The King Male Fern
Dryopteris affinis 'The King'
The King Male Fern foliage
(Photo courtesy of NetPS Plant Finder)
Height: 4 feet
Spread: 3 feet
Hardiness Zone: 4a
Other Names: syn. Dryopteris cristata
Graceful, arching fronds with curiously twisted foliage, each leaflet divided at the tips; attractive fiddleheads unfurl in spring; keep evenly moist, provides habitat and shelter for birds and bees
The King Male Fern's twisted ferny compound leaves remain green in color throughout the year. Neither the flowers nor the fruit are ornamentally significant.
The King Male Fern is an herbaceous evergreen fern with a shapely form and gracefully arching fronds. It brings an extremely fine and delicate texture to the garden composition and should be used to full effect.
This is a relatively low maintenance plant, and should be cut back in late fall in preparation for winter. Deer don't particularly care for this plant and will usually leave it alone in favor of tastier treats. It has no significant negative characteristics.
The King Male Fern is recommended for the following landscape applications;
- Mass Planting
- General Garden Use
- Naturalizing And Woodland Gardens
Planting & Growing
The King Male Fern will grow to be about 4 feet tall at maturity, with a spread of 3 feet. Its foliage tends to remain dense right to the ground, not requiring facer plants in front. It grows at a medium rate, and under ideal conditions can be expected to live for approximately 15 years. As this plant tends to go dormant in summer, it is best interplanted with late-season bloomers to hide the dying foliage.

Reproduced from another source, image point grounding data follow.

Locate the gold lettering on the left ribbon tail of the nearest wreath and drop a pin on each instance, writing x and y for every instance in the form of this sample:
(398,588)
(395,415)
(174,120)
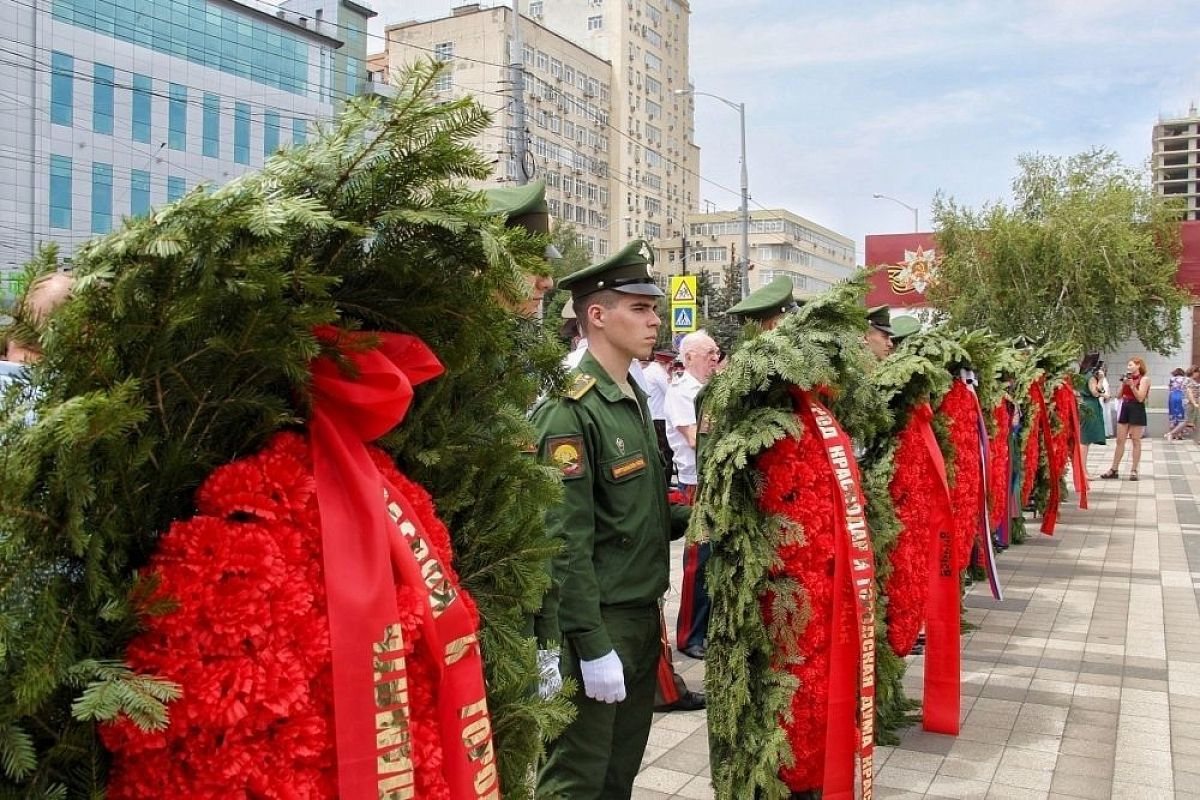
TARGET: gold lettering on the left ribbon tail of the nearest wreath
(394,760)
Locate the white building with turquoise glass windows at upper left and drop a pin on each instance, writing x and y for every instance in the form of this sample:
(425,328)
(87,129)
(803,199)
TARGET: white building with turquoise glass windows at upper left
(115,107)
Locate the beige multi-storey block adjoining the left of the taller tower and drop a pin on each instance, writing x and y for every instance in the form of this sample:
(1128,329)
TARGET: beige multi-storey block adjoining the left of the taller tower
(567,99)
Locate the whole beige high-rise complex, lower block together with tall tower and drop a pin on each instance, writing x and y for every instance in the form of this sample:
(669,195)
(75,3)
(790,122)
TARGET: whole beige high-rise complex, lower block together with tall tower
(602,103)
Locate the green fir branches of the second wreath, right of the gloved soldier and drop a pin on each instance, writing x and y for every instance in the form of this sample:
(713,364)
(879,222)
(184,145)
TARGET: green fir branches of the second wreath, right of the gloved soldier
(751,410)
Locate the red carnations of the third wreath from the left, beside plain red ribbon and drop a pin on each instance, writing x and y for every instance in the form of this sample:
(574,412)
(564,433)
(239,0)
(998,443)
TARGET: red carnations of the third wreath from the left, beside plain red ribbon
(914,488)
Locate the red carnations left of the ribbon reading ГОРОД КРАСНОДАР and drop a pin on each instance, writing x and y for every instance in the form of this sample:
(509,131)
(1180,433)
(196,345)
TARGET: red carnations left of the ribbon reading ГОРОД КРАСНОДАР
(797,486)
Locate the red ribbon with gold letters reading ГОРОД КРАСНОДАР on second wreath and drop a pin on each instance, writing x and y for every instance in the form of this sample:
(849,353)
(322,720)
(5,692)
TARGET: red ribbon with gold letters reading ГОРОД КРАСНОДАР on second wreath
(851,675)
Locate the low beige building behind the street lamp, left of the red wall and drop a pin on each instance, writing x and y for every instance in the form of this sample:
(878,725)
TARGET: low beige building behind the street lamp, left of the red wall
(781,244)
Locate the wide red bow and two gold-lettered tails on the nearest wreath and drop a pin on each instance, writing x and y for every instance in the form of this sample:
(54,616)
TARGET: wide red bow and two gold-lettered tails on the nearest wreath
(373,544)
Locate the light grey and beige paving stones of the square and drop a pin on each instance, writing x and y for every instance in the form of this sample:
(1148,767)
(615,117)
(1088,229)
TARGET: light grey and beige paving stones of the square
(1083,684)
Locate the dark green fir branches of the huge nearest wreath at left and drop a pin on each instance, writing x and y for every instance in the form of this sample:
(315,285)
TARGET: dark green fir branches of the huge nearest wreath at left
(187,345)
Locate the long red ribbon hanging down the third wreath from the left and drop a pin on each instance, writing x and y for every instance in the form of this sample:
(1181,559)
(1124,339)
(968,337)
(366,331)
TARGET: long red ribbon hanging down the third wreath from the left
(943,682)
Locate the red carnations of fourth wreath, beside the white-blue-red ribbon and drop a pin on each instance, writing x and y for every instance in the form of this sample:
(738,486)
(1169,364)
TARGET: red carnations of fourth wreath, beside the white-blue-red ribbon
(961,412)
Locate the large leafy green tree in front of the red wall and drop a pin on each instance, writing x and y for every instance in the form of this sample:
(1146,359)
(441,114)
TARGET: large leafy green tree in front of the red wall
(1085,254)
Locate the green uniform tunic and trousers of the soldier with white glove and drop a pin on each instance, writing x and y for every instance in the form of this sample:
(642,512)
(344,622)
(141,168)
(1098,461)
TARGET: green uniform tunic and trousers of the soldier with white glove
(615,526)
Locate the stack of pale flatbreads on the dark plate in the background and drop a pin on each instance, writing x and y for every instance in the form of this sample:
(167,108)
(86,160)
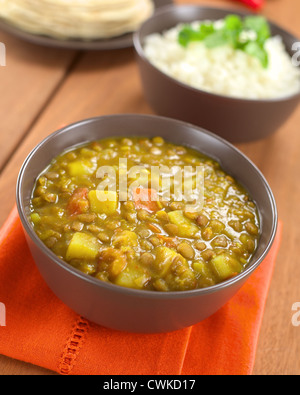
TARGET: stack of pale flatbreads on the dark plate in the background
(77,19)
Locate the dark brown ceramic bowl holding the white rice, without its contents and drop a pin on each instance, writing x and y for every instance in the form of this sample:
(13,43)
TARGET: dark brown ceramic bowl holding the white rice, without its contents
(237,120)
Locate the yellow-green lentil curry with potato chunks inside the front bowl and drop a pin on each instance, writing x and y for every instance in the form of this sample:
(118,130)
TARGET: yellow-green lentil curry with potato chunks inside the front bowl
(155,244)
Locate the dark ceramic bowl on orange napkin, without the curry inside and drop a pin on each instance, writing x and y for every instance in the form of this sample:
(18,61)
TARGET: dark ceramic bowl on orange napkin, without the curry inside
(128,309)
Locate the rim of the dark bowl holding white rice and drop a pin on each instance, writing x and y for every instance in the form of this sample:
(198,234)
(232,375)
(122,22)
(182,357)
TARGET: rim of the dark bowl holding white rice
(138,46)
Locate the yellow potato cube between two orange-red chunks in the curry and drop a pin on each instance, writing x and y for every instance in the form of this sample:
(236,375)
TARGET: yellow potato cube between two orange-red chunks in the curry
(103,202)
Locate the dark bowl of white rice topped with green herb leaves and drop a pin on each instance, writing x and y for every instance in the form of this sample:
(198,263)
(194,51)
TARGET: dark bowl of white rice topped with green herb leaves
(233,73)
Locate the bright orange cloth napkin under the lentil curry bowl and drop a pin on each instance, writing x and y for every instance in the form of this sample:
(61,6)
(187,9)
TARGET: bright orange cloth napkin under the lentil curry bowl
(41,330)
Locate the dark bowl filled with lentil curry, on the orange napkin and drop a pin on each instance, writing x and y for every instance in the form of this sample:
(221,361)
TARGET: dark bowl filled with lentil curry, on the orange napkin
(141,258)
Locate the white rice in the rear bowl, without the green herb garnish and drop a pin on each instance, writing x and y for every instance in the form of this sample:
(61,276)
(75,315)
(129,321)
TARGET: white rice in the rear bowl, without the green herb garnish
(224,70)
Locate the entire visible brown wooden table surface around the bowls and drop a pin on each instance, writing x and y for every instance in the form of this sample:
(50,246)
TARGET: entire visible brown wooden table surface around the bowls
(43,88)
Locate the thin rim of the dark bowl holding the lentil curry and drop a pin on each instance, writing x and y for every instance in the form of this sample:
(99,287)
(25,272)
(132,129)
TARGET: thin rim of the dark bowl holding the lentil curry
(130,291)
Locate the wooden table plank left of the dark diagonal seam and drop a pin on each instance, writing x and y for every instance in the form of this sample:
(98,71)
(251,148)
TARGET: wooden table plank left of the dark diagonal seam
(30,77)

This plant does best in partial shade to shade. It prefers to grow in average to moist conditions, and shouldn't be allowed to dry out. It is particular about its soil conditions, with a strong preference for rich, acidic soils. It is somewhat tolerant of urban pollution. Consider applying a thick mulch around the root zone over the growing season to conserve soil moisture. This is a selected variety of a species not originally from North America, and parts of it are known to be toxic to humans and animals, so care should be exercised in planting it around children and pets. It can be propagated by division; however, as a cultivated variety, be aware that it may be subject to certain restrictions or prohibitions on propagation.